Here are the top 5 things you should know about social security benefits.
Your Age: To collect your Social Security, the earliest age you can retire is 62 unless you qualify for social security disability benefits. If you are not 66 years old when you start to collect your benefits you will only receive 75% of what you should have collected if you retired at age 66. Basically, the Social Security Administrations penalizes you 25% because you’ll be receiving benefits for four additional years.
You can begin to collect the full 100 percent of your benefits at full retirement age, which is age 66 for anyone born between 1943 and 1954, 66 plus a two-month delay for those born between 1955 and 1960, and age 67 for those born after 1960.
If you can afford to wait to retire, you should wait until your full retirement age so you’ll be eligible for 100% of your Social Security benefits.
Social Security strategy: Many retirees have a hard time answering this question, “What’s the right time for me to file for benefits?”
There is no right or wrong answer here. The truth is it ultimately depends on your personal situation. Choosing the strategy to claim could drastically change the amount you’re able to collect over your lifetime.
If you or your partner expect to live past the ripe old age of 80 and have a separate retirement account you can live off of before claiming your benefits, you’d be better off waiting. The longer you wait, the more your payout will be. There are situations where you just need to file. For Example:
- You are not in the best of health
- Your partner is not in the best of health
- You need the money
• Yes, you do still pay taxes: Uncle Sam will always get his piece. Your social security checks are federally taxed.
If you collect income from working, or investing in real estate, or any other source that is reported as income on your tax return, you will most likely owe some taxes on your social security payout.

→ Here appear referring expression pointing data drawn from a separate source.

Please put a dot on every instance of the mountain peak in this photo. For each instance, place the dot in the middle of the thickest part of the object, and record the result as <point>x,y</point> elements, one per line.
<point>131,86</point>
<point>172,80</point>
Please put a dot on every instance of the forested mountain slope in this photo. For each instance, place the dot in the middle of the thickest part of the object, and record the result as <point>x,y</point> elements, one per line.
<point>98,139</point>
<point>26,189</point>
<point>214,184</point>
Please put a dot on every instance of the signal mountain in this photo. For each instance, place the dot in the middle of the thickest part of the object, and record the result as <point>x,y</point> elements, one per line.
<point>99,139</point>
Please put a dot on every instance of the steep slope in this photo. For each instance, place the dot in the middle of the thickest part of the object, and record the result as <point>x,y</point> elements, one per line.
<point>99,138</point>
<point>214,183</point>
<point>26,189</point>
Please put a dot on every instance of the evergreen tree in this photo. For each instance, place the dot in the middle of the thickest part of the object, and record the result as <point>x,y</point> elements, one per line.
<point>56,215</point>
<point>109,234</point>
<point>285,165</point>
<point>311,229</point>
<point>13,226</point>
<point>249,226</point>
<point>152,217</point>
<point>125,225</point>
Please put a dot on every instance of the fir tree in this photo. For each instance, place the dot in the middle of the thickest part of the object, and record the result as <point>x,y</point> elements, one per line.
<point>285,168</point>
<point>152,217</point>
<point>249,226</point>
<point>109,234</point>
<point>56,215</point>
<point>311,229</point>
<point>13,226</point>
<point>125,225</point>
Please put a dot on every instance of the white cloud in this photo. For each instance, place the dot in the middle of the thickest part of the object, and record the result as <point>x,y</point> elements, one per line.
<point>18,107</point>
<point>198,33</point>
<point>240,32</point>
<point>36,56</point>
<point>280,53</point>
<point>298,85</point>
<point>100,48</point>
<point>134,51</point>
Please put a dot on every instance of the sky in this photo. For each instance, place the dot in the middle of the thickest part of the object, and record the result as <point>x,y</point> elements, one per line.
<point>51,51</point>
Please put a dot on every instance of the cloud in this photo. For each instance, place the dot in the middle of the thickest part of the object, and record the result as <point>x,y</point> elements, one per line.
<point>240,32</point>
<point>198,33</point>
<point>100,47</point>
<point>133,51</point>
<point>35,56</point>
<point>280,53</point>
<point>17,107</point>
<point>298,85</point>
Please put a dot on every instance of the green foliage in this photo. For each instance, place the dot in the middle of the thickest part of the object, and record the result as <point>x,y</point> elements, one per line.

The good thing is; you’ll never have to pay more than 15% of your payout. Since SS is considered as income, your tax bracket will be based on your over income reported on your tax return.
• Survivor Benefits: Most couples need to talk about how their Social Security claiming strategies will affect both of their retirement incomes.
Couples with one partner significantly older than the other, or has earned much more during their career should especially have this talk. When you claim together, you impact each others collection amounts. It’s best to know all the facts before claiming. Consult with an attorney or accountant to be sure.
• Filing in Advance: To increase your lifetime benefits, and you’re married, you have some optional strategies to consider taking when filing for your benefits.
A very popular strategy is known as “File and Suspend”. This is when one partner files for full benefits at full retirement age and then suspends the claim.
While suspended, the higher wage earners benefits continue to earn credits while your collecting the other partners benefits.
The trick of this is to collect the lower earners benefits at his/her full retirement age giving the higher earners claim time to accrue more benefits before claiming.
Every strategy will not work for every retiree, which is why it’s so important to take the time to analyze your needs and test possible scenarios.
The higher earner then switches to collecting his/her larger benefit at the age of 70.
Although every strategy doesn’t work for every retiree, these five tips should help you make some decisions on when and how to file your claim for social security benefits.